NPPD offers cost-effective tips to reduce energy use

June 9, 2015

Columbus, Neb. – It has been a cool and wet spring in Nebraska, but as the official start of summer nears, temperatures are starting to rise. And with higher temperatures comes an increase in electricity usage, which could result in higher than normal electric bills.

“There are many simple, cost-effective measures that can be implemented to lower your electric usage between June and September that will not require a large upfront investment,” explained Nebraska Public Power District Energy Efficiency Supervisor Steve Zach.

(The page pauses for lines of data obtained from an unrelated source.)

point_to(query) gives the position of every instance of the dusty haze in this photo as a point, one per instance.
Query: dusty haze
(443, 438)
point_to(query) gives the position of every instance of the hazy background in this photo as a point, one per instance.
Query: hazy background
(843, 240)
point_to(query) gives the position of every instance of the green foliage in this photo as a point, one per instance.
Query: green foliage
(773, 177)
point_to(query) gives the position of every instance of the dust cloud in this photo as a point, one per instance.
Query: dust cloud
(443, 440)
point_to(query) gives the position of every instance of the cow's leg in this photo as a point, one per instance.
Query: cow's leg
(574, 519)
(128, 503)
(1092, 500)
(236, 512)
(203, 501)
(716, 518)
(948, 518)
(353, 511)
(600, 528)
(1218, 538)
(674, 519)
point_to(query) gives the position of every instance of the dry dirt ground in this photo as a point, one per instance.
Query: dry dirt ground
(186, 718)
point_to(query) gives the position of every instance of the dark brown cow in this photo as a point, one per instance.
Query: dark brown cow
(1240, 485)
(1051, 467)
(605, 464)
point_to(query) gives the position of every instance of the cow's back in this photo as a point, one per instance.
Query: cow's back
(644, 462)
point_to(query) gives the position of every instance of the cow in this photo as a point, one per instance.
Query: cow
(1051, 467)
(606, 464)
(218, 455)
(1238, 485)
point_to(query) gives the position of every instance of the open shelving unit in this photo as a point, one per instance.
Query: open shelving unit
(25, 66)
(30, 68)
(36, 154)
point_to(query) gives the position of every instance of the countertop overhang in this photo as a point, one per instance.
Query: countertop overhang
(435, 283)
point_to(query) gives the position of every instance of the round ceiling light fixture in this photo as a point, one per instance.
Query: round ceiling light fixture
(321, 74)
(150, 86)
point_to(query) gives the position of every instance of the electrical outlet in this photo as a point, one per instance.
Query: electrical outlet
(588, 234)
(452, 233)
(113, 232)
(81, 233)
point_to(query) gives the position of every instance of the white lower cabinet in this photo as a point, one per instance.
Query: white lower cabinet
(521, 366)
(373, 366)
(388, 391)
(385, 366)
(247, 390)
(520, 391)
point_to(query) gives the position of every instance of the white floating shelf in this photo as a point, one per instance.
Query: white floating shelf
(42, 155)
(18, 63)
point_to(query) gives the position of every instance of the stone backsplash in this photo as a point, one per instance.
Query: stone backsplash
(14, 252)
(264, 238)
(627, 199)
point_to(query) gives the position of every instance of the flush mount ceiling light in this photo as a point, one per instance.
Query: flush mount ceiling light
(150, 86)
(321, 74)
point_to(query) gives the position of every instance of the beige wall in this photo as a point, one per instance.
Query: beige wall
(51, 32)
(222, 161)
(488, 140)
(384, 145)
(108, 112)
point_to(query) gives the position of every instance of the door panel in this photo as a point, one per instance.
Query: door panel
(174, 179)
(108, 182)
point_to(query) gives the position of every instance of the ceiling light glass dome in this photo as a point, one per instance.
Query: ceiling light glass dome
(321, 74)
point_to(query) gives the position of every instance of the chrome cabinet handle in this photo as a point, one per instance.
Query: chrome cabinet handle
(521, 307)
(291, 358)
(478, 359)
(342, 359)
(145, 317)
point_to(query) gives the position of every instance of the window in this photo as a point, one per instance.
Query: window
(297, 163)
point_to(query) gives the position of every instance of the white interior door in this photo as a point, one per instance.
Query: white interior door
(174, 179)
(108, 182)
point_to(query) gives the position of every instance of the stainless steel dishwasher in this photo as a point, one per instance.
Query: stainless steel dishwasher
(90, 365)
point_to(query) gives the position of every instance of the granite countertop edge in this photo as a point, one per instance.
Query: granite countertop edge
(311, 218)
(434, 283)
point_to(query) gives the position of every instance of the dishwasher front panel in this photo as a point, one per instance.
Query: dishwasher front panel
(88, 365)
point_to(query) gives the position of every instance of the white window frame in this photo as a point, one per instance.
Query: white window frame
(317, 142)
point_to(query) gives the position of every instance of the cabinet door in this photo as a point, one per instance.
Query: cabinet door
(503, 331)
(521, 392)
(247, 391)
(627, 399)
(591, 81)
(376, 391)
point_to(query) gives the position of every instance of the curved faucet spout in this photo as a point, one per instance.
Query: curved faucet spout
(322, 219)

The best place to start with energy-saving tips is at the thermostat. “Air conditioning represents up to 70 percent of the average home or apartment’s summer electric bill. If you have a programmable thermostat, set it between 78 and 82 degrees if you plan to leave for an extended period of time,” he explained. ”By using this temperature range, the air conditioning will not have to work so long when you do return home.” For every degree below 78, cooling costs can increase by three to four percent.

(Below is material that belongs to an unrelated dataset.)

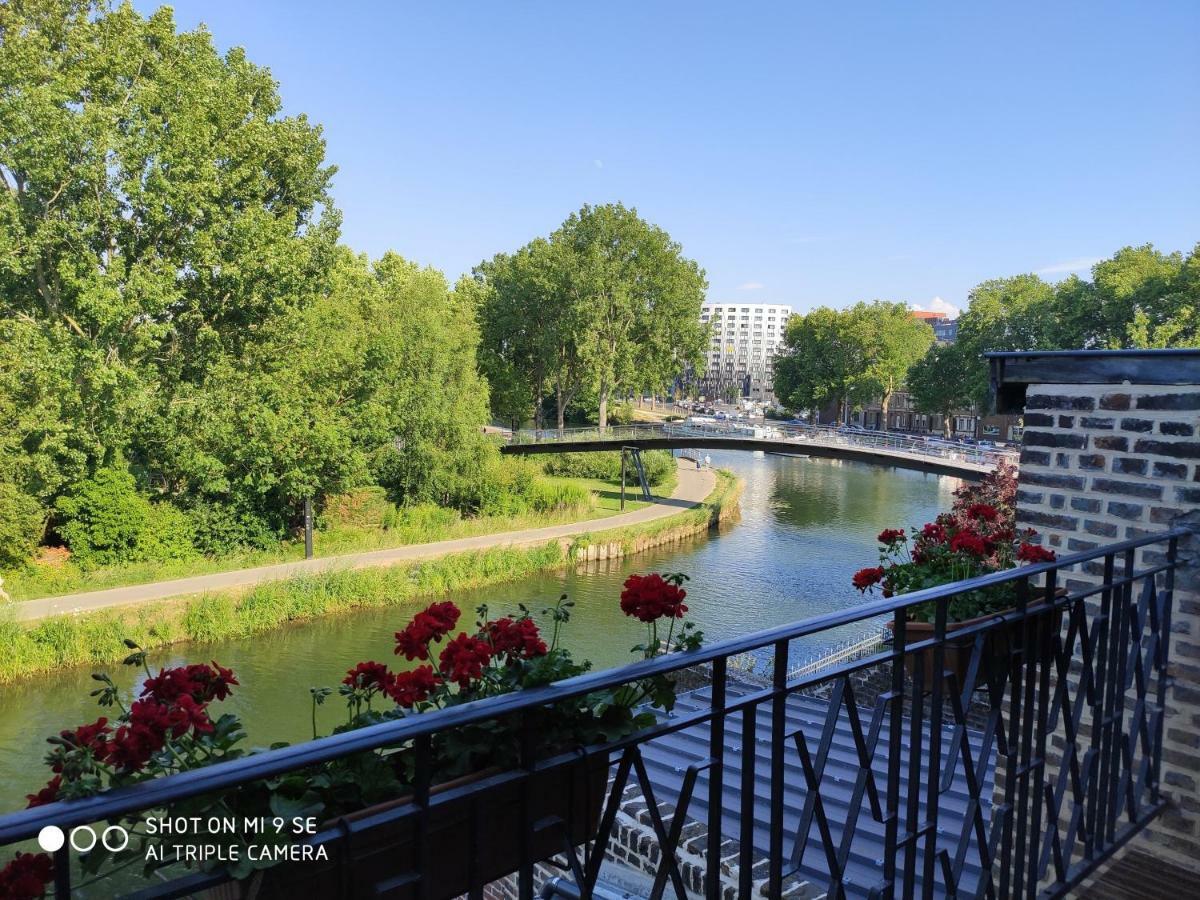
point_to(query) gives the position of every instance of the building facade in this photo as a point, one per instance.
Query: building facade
(744, 340)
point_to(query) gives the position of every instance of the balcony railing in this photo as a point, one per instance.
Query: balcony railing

Fans can help offset thermostat settings and a ceiling fan will make an individual feel four degrees cooler. “But remember to turn the fan off when you leave the room, since fans cool people by creating a wind-chill effect on their skin,” he pointed out.

Closing curtains during the day on windows receiving direct sunlight can help. Solar screens are also a good investment as they significantly reduce heat gain, especially on east and west facing windows.

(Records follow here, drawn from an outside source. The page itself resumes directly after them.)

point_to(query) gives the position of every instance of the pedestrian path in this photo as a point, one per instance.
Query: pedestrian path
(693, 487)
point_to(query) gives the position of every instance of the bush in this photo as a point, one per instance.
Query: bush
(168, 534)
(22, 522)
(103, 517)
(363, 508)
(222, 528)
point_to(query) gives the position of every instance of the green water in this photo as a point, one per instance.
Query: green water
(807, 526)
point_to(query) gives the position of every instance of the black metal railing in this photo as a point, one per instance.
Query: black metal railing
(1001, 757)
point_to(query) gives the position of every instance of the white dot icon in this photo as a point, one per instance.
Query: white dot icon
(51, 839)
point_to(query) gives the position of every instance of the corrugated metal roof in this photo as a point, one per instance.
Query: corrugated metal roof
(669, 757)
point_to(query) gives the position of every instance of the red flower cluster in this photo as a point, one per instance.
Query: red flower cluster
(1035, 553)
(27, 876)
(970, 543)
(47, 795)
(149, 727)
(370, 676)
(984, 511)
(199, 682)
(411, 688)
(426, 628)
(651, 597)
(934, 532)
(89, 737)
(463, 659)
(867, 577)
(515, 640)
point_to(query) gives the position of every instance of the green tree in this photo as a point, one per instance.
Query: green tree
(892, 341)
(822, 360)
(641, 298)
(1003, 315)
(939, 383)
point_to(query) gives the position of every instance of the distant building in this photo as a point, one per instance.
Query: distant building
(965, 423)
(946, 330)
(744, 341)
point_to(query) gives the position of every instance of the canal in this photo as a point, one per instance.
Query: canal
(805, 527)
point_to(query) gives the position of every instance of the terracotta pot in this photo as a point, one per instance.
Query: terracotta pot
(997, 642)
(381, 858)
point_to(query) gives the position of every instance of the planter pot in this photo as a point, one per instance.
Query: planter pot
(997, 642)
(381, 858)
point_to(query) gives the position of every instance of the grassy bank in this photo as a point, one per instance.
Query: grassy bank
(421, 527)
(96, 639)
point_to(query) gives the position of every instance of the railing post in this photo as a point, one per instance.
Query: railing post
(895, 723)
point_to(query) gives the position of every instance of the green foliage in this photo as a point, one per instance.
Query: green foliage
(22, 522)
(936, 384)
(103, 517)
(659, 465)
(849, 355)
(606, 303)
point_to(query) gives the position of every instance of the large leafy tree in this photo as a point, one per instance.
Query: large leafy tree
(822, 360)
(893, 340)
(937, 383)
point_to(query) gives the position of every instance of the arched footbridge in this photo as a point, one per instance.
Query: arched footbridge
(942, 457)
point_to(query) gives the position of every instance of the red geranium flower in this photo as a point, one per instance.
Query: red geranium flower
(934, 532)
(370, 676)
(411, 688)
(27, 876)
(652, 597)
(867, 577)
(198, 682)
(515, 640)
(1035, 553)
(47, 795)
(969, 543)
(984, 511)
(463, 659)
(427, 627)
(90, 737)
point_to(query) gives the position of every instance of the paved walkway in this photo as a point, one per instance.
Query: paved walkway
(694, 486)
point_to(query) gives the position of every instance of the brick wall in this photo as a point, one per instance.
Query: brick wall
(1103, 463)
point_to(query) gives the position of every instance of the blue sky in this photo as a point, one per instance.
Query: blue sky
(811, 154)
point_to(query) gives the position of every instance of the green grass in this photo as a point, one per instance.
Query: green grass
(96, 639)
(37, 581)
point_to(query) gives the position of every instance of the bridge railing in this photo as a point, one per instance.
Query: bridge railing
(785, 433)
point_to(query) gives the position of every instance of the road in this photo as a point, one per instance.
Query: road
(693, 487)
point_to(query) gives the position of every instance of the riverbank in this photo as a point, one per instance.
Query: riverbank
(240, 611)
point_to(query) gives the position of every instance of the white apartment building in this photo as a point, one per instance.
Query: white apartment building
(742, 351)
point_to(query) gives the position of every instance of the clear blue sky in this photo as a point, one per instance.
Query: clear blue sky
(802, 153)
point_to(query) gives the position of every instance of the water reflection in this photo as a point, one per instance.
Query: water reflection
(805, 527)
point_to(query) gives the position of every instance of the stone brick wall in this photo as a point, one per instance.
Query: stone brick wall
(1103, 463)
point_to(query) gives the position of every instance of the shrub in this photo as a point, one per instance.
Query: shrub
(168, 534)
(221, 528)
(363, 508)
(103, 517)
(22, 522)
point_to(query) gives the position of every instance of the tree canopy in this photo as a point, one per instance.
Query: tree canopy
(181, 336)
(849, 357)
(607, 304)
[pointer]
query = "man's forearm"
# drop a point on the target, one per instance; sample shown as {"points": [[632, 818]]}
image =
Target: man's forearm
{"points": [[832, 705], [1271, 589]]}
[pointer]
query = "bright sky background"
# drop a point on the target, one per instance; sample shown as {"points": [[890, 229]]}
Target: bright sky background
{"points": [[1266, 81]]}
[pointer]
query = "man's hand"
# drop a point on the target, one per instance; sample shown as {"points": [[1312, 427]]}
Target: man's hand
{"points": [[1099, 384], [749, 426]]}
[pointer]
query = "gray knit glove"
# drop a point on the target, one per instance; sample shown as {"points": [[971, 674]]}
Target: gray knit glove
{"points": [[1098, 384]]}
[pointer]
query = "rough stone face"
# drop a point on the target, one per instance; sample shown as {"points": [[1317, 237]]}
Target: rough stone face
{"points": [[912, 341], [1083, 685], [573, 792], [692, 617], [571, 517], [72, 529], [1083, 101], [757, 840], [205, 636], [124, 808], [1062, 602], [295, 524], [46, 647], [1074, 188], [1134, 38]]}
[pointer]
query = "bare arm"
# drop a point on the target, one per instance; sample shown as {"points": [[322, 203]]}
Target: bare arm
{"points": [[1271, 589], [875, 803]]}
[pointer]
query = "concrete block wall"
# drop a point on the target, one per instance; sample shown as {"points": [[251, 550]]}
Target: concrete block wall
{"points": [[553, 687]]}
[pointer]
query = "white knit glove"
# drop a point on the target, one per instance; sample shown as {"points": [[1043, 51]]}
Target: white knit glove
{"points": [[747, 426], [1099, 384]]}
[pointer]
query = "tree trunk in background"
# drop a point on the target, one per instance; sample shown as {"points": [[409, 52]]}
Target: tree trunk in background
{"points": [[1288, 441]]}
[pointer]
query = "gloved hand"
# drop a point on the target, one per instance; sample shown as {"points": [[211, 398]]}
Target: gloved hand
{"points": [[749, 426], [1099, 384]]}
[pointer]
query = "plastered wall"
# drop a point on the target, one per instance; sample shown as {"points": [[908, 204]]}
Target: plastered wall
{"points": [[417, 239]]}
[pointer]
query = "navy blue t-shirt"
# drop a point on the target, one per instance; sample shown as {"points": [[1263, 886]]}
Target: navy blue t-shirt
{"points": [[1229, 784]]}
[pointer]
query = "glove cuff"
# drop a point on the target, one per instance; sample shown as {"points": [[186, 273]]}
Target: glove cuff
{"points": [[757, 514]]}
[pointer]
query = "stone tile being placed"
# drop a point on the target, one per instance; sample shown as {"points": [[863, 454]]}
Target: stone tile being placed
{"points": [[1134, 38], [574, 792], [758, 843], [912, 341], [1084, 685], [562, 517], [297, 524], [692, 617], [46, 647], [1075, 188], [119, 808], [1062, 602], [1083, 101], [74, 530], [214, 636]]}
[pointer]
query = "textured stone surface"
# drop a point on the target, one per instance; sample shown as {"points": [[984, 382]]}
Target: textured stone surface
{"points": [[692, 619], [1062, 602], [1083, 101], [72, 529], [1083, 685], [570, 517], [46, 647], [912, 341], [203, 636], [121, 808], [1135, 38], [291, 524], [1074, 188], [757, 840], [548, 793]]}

Turning off all unnecessary lights is another option. Any kind of light gives off heat, which makes air conditioning run longer. Switching to LED bulbs can reduce the heat coming from the lights. NPPD and its wholesale customers also can get a one-time incentive of $5 for up to 15 LED bulbs purchased.

Unplugging any devices when not in use, such as televisions, computers and cell phone chargers, can help eliminate “phantom loads” which account for about five to 10 percent of overall home energy use. Smart power strips are a good option because they automatically shutoff power to devices while in standby mode.

Use a microwave or grill, when possible, to limit the amount of heat generated within the home. Another good alternative is to set the water heater temperature to 120 degrees, thus reducing energy usage. Low-flow shower heads and aerators for faucets are easy water savers that lower energy usage.

NPPD and its wholesale customers also provide various incentive programs for cooling systems tune-ups, attic insulation, high efficiency heat pumps, as well as the LED rebate program. Information on NPPD’s energy efficiency incentives program and guidelines are available at www.nppd.com/save-energy/for-your-home.